# North Carolina Raider theft ring



## DA SWO (May 10, 2019)

3rd Raider Bn Marines going full stupid.

Is it safe to say these were support Marines (based on rank) and not Raiders?
Curious that they are not naming them, that is usually part of the get thrown under the bus M.O.

North Carolina Raider theft rings: Marines stole tactical gear, vehicle parts, flashbang grenades, and pawned off some of the loot

From 2016 to 2018 the motor pool and supply warehouse for 3d Raider Battalion aboard Camp, Lejeune North Carolina, were the targets of thieves within the elite commando unit, according to military charge sheets.

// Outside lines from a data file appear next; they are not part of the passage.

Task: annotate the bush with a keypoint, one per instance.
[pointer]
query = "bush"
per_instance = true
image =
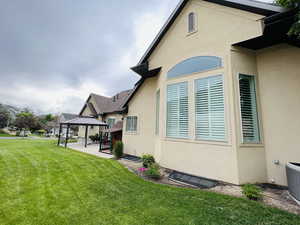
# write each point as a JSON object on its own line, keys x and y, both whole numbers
{"x": 148, "y": 160}
{"x": 153, "y": 171}
{"x": 94, "y": 138}
{"x": 118, "y": 150}
{"x": 252, "y": 192}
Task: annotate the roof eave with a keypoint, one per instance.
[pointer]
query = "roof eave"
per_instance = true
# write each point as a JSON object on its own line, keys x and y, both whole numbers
{"x": 246, "y": 5}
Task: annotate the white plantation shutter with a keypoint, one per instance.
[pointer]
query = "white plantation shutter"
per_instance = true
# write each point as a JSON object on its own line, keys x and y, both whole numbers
{"x": 177, "y": 110}
{"x": 250, "y": 126}
{"x": 209, "y": 108}
{"x": 131, "y": 123}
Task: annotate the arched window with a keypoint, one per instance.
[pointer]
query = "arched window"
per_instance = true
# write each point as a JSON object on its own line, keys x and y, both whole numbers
{"x": 195, "y": 65}
{"x": 191, "y": 22}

The culprits, five Marines with 3d Raider Battalion, managed to steal vehicle parts, military tactical gear, SureFire flashlights and even flashbang grenades in one instance.

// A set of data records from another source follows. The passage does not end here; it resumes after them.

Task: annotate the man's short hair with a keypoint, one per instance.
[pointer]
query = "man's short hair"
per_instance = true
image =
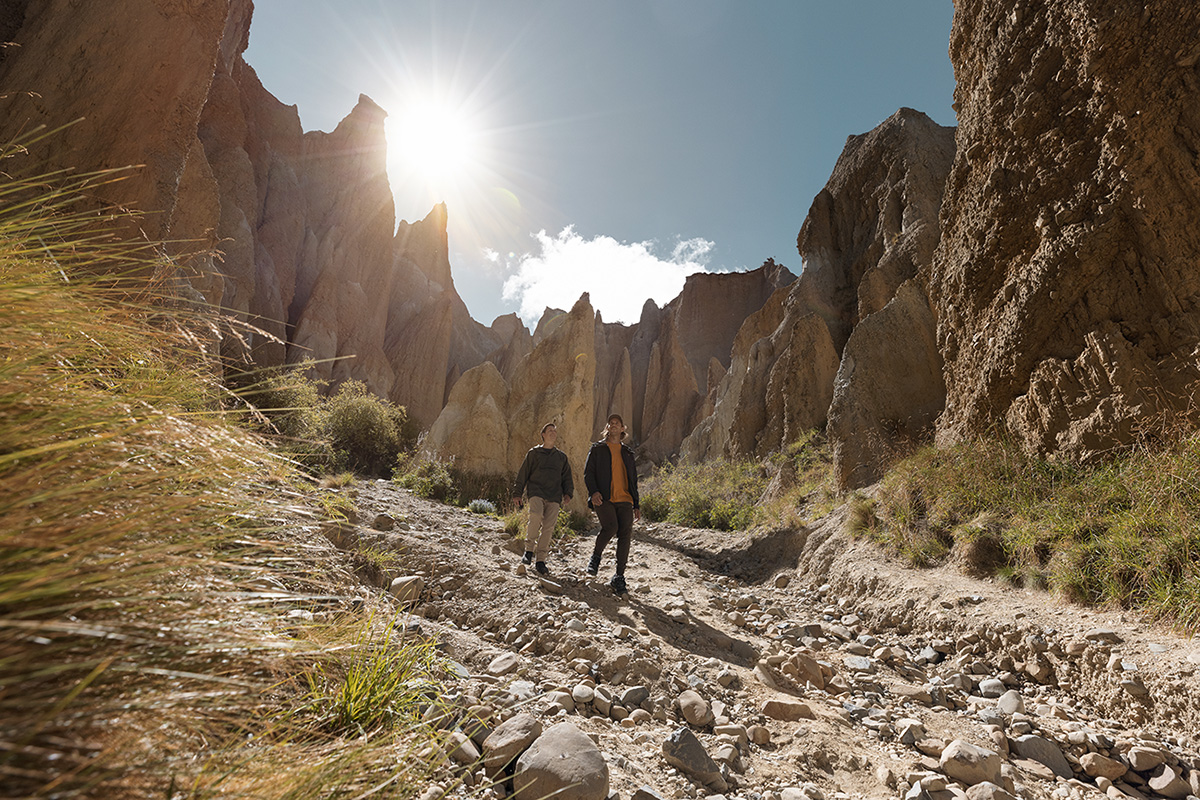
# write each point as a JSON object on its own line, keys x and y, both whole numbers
{"x": 617, "y": 416}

More than $300,000 worth of government property was stolen by one group of four Marines in 2017 alone, according to Gunnery Sgt. Lynn Kinney, a spokeswoman with Marine Forces Special Operations Command.

Some of the stolen gear found its way into a local Jacksonville, North Carolina, pawn store, while other gear was sold to an unnamed civilian.

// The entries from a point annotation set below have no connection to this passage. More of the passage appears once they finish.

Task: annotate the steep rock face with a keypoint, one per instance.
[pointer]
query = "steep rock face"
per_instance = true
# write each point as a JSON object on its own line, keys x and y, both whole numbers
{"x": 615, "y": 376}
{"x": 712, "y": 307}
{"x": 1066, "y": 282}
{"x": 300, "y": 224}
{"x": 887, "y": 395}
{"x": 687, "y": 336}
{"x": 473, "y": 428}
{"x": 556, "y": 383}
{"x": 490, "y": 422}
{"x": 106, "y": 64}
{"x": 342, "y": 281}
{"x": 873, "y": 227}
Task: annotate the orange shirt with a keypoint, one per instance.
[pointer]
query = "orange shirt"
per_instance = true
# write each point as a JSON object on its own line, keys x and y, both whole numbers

The crime spree involves two separate theft rings, which spanned from 2016 to 2018, according to charge sheets.

Four Marines, who raided the 3d Raider Battalion supply warehouse in 2017, were subject to courts-martial, where the accused Marines pleaded guilty and were sentenced to confinement ranging from five to 28 months, according to Kinney.

The Marines were subsequently demoted in rank and punitively booted from the Corps, Kinney said.

A fifth Marine, who broke into various motor transport lots in 2016, including the 3d Raider motor pool, was also subject to a court-martial, according to details in charge sheets.

Some of the charges included larceny of government property, wrongful sale of military property and obstruction of justice for at least two Marines. 

These actions are not consistent with Marine Forces Special Operations Command values and deter from our priority mission of deploying special operations forces,” Kinney told Marine Corps Times in an emailed statement.

The details of these crimes were laid out in a series of charge sheets obtained by Marine Corps Times via Freedom of Information Act request.

One of the Raider bandit theft rings involved four Marines, two lance corporals and two corporals, all from 3d Raider Battalion.



The names on the charge sheets have been redacted and it’s unknown what jobs those Marines held at Marine Forces Special Operations Command.

For at least a year, the Marines conspired together in some instances to steal equipment from the 3d Raider supply warehouse, and a couple of the Marines also took gear designated for the Defense Reutilization and Marketing Office, or DRMO.

In March 2017, one of the corporals conspired with another lance corporal to steal SureFire Hellfighter Lights — a popular weapon mountable tactical flashlight.

To carry out the crime, the two Marines moved pallets to block the view of a security camera at the 3d Raider supply warehouse. After stealing the tactical flashlights, they sold 13 of the SureFires for $2,600 to an unnamed civilian, according to the charge sheets.

Other instances of theft, which involved the entire gang of four, included loading 72 fixed rifle buttstocks and 130 rifle buttstock subassembly parts into a Marine Corps 7-ton vehicle where the gear was then offloaded into a lance corporal’s personal car.

Those rifle parts were then sold to a civilian in Sneads Ferry, North Carolina.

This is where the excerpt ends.